Quando o vi pela primeira vez no CTI, entubado, pálido, eu quase voltei para trás... Por um instante eu não quis entrar... Mas, existem enfrentamentos que a gente tem que passar e ninguém passaria aquilo por mim. Foi quando eu entrei e fiquei calado, olhando para ele, querendo ter poderes sobrenaturais para, num passe de mágica, fazer com que ele saísse daquela situação".

O irmão gêmeo o visitou todos os dias. Ao lado do marido, em um determinado dia, quando foram conversar com ele, Bruno abriu os olhos ao ouvir a voz. "Eu me assustei no início e, depois de me acalmar, disse tudo o que queria para ele e ele fechou os olhos. Depois disso eu não o vi mais de olhos abertos".

Na última visita, Raphael deixou a Santa Casa chorando. Sabia que não veria mais o irmão. Cinco dias depois, o telefone tocou enquanto ele estava a caminho do trabalho. Do outro lado da linha, era a mãe com a notícia.

"O guerreiro havia entregado as armas. Algo assim. Saí do metro, tive uma crise de choro no meio da rua e voltei para minha casa", conta. O irmão não conseguiu comparecer ao velório e nem ao sepultamento.

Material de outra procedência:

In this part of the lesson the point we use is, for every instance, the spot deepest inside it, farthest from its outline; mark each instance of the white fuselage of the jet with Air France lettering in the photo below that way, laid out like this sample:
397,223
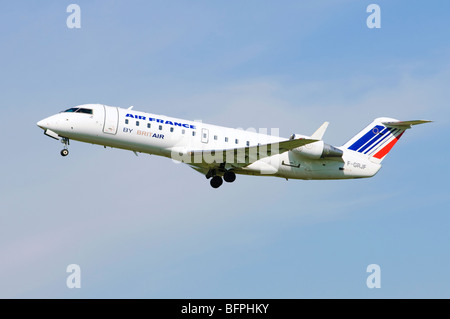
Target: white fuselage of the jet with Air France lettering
167,136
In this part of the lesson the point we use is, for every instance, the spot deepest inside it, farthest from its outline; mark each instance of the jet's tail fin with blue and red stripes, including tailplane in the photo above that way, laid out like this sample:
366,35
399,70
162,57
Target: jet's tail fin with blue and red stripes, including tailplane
379,137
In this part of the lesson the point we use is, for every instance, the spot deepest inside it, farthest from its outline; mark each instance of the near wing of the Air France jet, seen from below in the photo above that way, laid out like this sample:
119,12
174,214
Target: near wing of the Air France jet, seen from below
244,156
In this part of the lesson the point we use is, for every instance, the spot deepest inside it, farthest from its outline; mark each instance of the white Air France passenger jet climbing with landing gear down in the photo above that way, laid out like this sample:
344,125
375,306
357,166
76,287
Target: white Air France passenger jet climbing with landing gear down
220,153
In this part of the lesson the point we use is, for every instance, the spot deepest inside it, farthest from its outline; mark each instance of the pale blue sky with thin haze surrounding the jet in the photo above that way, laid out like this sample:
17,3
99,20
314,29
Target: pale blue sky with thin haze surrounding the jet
144,227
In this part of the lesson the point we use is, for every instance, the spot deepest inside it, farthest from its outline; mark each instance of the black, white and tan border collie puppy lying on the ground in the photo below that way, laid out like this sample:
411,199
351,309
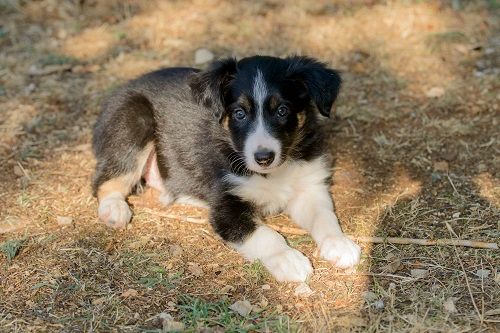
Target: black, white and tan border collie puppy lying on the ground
242,137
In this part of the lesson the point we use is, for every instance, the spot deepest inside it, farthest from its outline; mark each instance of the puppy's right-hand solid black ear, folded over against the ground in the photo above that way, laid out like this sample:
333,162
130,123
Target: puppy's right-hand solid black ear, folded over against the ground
321,83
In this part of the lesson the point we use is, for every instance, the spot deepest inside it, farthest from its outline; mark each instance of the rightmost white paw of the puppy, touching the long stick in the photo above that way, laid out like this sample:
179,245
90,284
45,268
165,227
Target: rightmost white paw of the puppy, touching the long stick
340,251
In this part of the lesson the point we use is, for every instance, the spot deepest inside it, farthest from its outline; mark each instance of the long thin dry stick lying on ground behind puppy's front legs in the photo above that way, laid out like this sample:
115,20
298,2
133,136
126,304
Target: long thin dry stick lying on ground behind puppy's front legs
363,239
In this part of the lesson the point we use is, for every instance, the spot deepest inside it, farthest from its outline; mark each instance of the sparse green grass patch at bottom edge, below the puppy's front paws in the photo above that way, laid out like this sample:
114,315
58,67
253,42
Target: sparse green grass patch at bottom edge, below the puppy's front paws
198,314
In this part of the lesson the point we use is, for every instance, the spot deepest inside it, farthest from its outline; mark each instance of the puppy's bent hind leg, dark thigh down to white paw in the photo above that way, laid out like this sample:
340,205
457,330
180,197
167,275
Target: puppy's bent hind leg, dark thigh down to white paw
123,142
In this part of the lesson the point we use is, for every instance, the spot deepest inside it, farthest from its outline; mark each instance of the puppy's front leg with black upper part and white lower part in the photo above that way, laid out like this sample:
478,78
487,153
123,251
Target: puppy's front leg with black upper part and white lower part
237,222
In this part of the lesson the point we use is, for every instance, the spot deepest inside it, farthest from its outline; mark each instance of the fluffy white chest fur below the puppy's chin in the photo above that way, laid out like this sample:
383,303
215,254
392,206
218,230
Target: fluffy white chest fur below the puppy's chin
273,192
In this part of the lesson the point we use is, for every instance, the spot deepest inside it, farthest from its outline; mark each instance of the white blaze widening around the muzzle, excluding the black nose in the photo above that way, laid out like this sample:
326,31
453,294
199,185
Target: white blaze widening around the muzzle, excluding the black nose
260,138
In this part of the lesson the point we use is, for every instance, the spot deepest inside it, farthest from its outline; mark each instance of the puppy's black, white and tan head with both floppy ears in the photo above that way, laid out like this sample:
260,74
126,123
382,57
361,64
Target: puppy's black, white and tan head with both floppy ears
267,104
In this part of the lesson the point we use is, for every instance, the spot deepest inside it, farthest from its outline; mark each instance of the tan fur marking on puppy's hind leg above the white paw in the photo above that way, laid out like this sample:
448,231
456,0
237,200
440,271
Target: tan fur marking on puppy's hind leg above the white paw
123,184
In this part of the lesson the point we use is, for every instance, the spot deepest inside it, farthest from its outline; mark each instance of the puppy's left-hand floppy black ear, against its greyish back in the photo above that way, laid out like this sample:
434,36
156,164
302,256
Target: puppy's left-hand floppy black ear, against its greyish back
209,87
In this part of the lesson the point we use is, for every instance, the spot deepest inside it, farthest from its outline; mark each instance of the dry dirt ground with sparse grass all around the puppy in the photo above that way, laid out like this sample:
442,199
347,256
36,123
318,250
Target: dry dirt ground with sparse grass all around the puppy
415,139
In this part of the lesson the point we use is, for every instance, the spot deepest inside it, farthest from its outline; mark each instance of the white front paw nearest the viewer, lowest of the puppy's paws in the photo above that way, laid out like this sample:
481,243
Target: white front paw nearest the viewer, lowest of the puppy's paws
289,265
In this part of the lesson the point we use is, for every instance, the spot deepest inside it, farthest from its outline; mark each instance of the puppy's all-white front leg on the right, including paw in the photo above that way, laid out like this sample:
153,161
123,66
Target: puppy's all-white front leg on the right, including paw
313,210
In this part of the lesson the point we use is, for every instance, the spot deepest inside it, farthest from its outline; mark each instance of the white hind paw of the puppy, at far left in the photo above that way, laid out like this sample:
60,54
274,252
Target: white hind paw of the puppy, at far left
115,212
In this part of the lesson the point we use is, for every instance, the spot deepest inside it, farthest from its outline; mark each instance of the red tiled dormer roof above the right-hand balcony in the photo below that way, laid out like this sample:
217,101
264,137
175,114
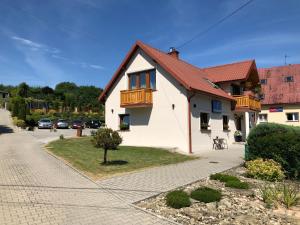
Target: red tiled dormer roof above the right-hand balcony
229,72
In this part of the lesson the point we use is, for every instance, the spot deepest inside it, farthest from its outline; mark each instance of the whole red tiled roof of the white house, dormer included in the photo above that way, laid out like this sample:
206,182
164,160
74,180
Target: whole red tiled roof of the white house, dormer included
191,77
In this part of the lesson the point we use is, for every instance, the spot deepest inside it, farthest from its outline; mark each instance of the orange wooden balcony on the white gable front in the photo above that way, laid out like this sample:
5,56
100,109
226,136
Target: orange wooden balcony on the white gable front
136,98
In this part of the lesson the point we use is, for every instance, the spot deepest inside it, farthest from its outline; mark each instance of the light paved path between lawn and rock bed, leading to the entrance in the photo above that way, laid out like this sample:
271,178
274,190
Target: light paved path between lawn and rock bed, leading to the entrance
144,184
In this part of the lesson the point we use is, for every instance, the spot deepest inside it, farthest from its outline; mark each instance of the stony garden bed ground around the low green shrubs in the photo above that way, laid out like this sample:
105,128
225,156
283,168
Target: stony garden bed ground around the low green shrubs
236,206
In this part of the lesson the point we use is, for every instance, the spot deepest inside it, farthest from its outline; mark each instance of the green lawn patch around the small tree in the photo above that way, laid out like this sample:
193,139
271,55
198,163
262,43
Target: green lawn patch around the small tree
84,156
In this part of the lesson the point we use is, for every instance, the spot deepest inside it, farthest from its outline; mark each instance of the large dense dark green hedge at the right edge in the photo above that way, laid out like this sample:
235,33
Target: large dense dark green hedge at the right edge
278,142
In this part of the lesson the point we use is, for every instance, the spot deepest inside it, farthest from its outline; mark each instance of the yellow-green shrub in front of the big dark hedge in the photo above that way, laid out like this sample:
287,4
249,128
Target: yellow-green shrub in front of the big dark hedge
265,170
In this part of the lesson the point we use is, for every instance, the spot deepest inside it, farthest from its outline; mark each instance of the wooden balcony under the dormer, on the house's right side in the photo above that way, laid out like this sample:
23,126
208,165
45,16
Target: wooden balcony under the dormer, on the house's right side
246,103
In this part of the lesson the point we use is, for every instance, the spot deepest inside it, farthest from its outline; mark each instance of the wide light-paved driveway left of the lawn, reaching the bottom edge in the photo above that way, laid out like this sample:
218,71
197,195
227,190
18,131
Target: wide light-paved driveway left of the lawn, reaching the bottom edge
36,188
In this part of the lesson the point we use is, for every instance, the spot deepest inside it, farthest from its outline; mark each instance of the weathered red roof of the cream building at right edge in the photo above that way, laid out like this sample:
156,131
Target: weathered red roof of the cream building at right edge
277,91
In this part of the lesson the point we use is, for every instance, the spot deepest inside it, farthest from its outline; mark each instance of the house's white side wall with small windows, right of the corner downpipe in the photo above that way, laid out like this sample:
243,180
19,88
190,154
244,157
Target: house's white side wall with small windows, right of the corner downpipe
202,141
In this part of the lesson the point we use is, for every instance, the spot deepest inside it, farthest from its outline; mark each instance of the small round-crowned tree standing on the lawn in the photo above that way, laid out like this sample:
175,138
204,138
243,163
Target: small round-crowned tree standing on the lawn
107,139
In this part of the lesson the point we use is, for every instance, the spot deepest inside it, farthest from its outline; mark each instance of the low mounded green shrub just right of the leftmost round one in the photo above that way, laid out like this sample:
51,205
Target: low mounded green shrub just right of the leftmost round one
205,194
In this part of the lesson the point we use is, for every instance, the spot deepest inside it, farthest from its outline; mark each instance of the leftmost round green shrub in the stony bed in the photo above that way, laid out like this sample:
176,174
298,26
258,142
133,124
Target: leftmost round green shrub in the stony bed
178,199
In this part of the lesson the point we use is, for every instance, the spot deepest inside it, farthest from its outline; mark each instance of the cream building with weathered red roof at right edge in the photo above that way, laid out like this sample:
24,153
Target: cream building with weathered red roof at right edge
281,94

O que ficou de quem partiu? Raphael agora é só metade. "Ele era metade de mim. Acho que a teimosia, ele era muito teimoso, mas também muito generoso.

Meu irmão foi alguém muito especial que precisou de alguma forma, passar pelo que passou para que nós aprendêssemos com ele. Aprendemos a ser mais fortes, mais compreensivos, mais tolerantes, mais pacientes com a vida. Como eu escrevi em uma postagem, ele tinha uma fúria dentro dele e com a doença, teve que desacelerar".